Você disse algo sobre a gente estar envenenado até os ossos. Ou a partir deles. Algo assim.
Disse, sim.
O que você quis dizer?
Você sabe.
Não estamos doentes. A vacina funciona. Somos todos vacinados aqui. Nossos ossos estão salvos.
Não estão, não. Você sabe, a vacina não elimina a doença. Ela impede que os sintomas apareçam, isso sim. Ela constrói um monte de pequenas jaulas para os antígenos e transforma o nosso corpo num imenso calabouço. Somos todos bastilhas ambulantes. Estamos todos doentes, e doentes até os ossos. A doença está dentro da gente e nunca vai sair.
Está dentro da gente e nunca vai sair, ele repete.

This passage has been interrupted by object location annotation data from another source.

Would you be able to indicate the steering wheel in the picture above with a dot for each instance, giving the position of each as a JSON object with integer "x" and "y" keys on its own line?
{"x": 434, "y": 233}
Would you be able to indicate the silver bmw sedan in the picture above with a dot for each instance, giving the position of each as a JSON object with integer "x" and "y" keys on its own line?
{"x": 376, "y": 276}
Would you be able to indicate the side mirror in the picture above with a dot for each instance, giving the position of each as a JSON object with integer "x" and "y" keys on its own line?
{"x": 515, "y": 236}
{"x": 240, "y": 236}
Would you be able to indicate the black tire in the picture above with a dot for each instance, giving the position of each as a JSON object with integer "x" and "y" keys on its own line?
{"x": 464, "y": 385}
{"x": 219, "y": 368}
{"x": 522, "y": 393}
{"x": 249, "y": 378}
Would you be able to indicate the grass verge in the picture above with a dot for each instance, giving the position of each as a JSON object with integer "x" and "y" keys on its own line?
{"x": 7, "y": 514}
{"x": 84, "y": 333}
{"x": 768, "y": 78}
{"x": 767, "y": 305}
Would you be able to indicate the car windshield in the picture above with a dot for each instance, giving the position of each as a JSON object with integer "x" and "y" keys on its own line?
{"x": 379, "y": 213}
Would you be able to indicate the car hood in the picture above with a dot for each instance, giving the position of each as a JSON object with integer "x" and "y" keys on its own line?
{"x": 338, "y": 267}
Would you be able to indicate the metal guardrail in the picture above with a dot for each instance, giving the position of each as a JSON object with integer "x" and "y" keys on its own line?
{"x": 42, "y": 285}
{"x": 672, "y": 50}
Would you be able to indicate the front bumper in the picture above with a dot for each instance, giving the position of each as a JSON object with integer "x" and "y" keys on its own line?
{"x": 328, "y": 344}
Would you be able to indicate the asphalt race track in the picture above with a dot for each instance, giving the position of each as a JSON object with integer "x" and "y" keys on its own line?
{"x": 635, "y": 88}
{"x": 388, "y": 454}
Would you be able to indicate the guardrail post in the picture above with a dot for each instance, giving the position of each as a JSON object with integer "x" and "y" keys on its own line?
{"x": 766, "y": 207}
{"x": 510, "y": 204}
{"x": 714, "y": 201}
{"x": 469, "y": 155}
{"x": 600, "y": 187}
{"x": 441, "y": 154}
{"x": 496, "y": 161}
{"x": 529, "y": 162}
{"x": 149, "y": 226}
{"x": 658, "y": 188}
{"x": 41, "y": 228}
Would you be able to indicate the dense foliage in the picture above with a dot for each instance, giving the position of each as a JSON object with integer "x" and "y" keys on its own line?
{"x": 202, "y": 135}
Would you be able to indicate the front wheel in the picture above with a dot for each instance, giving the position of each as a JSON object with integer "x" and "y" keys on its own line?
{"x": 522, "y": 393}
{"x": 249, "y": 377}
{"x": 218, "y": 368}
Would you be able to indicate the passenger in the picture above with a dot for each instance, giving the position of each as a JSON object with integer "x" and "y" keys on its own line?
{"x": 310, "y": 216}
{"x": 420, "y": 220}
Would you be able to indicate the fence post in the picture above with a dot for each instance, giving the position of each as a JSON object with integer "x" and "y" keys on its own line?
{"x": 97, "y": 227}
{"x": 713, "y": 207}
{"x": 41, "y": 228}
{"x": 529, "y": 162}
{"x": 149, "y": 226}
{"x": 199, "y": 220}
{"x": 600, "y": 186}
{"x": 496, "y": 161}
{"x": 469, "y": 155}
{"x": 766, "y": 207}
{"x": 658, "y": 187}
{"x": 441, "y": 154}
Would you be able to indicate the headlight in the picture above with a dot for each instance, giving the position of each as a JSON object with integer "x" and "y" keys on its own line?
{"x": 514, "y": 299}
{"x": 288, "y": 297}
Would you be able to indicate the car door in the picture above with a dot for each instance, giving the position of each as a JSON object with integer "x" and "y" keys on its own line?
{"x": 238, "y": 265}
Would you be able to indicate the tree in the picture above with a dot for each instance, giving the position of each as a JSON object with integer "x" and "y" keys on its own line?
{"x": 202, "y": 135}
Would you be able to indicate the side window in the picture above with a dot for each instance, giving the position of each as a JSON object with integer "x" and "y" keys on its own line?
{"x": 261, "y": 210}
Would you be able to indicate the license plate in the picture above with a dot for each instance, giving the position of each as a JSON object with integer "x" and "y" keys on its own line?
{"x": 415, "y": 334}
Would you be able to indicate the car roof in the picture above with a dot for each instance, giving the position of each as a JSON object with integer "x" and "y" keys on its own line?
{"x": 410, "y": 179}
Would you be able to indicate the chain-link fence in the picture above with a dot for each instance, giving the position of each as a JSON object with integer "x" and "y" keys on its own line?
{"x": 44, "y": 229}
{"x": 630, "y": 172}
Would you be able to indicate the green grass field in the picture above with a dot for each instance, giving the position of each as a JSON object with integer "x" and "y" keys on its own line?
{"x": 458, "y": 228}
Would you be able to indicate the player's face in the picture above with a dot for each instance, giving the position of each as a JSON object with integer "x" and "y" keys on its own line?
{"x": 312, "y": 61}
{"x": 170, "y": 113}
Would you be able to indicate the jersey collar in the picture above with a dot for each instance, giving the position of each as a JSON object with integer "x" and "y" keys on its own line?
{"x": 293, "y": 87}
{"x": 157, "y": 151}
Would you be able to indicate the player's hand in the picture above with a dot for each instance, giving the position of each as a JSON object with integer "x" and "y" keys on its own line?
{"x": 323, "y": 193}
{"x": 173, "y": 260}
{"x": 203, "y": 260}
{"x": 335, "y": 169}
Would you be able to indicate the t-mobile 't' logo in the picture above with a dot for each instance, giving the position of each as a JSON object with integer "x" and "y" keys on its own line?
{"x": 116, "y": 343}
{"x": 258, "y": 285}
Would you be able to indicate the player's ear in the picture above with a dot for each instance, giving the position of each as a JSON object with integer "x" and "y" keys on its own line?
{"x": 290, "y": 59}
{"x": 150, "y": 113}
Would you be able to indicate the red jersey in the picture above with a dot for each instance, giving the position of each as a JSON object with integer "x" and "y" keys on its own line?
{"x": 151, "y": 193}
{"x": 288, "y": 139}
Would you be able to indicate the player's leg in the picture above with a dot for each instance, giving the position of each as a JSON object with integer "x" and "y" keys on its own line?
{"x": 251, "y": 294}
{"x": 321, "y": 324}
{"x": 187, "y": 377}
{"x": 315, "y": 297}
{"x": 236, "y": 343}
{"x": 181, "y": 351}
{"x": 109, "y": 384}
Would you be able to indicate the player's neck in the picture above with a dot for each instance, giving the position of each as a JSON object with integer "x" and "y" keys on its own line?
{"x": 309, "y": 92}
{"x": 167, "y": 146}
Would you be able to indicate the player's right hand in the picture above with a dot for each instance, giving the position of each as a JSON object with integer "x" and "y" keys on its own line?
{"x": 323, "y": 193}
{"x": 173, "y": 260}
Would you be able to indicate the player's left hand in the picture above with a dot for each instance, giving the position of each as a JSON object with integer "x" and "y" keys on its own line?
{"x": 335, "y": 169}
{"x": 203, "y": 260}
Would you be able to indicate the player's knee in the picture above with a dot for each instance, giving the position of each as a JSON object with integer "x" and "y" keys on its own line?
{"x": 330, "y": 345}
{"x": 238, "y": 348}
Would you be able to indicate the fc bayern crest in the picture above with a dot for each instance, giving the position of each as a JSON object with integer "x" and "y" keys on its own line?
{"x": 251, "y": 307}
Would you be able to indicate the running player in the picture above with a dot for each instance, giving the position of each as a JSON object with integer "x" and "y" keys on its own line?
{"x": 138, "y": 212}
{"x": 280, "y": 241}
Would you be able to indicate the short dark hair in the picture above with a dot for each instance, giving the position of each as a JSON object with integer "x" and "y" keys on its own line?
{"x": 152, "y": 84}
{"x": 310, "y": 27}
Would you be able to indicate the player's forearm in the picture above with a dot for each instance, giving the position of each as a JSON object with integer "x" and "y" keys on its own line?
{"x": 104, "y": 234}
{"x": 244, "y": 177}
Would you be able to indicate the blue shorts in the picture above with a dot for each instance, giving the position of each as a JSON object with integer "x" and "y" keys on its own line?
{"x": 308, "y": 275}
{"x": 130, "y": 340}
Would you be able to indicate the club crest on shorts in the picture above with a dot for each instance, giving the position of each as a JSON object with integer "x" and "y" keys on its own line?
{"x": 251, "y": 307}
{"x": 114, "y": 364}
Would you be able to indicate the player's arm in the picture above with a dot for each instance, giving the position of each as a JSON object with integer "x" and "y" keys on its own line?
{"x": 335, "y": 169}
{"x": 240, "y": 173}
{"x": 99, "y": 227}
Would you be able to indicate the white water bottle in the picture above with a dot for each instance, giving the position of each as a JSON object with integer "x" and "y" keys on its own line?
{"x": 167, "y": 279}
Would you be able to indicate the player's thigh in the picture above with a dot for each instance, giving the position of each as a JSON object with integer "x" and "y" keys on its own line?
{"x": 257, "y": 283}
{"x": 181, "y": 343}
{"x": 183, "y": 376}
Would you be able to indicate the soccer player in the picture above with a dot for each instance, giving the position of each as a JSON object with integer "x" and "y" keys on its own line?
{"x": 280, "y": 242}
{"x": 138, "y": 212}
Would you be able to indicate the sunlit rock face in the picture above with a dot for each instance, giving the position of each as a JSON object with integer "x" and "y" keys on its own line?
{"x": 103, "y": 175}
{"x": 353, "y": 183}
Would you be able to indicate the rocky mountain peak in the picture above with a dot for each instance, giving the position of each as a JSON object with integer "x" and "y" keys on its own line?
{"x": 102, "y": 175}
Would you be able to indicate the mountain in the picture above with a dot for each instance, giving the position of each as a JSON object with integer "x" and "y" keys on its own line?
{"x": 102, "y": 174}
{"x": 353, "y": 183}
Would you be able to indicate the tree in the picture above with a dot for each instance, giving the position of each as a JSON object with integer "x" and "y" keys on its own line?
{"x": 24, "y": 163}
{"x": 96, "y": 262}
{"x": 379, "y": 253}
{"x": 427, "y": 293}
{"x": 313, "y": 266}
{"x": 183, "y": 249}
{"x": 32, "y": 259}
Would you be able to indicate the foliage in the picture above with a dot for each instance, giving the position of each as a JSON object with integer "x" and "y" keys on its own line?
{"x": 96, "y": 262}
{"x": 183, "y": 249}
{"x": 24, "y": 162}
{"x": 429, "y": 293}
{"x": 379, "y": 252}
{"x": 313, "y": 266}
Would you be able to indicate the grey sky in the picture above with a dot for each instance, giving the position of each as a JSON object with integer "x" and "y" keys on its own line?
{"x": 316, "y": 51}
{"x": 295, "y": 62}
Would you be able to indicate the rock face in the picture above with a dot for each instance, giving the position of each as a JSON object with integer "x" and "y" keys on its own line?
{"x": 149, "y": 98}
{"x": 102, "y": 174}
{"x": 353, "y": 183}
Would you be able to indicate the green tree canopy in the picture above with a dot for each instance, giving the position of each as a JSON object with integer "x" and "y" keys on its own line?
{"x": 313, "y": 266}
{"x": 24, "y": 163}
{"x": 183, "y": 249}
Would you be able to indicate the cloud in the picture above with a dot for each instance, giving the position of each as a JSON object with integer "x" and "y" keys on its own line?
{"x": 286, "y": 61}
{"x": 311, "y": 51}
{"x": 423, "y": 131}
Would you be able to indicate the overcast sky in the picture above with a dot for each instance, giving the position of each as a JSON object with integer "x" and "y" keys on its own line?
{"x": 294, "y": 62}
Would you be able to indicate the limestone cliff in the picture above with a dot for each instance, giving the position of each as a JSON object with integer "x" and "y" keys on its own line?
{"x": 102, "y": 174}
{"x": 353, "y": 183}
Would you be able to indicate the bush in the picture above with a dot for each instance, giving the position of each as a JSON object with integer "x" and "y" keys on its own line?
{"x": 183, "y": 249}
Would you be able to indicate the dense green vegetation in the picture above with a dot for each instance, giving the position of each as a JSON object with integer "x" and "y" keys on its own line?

Hugo sabe disso, sempre soube. Leu sobre, viu e ouviu na televisão. Mas nunca pensou a respeito. Nunca disse isso em voz alta.
As filas, as pessoas tomando a vacina quando tudo parecia perdido, quando parecia que a desgraça chegaria até eles, inclemente, quando parecia inevitável. Antes, os sobreviventes migrando para o sul e para o sudeste e sendo isolados e estudados, quando não mortos por algum soldado afoito ou por civis descontrolados, que pareciam dizer, e às vezes diziam, gritavam:
Por que vocês não ficaram lá e morreram?
A coisa dentro deles, paralisada, mas dentro deles para sempre, e depois dentro dele, Hugo, e de todos os outros, todos devidamente vacinados.
Calabouços ambulantes.
Hugo pensa em um tio que certa vez, há muito tempo, levou um tiro e a bala se alojou em seu corpo. Não quiseram tirar. Os médicos disseram que causaria mais danos abri-lo e tirar a bala do que deixá-la lá dentro. As radiografias, o projétil visível. A doença em nós é assim, visível feito aquela bala?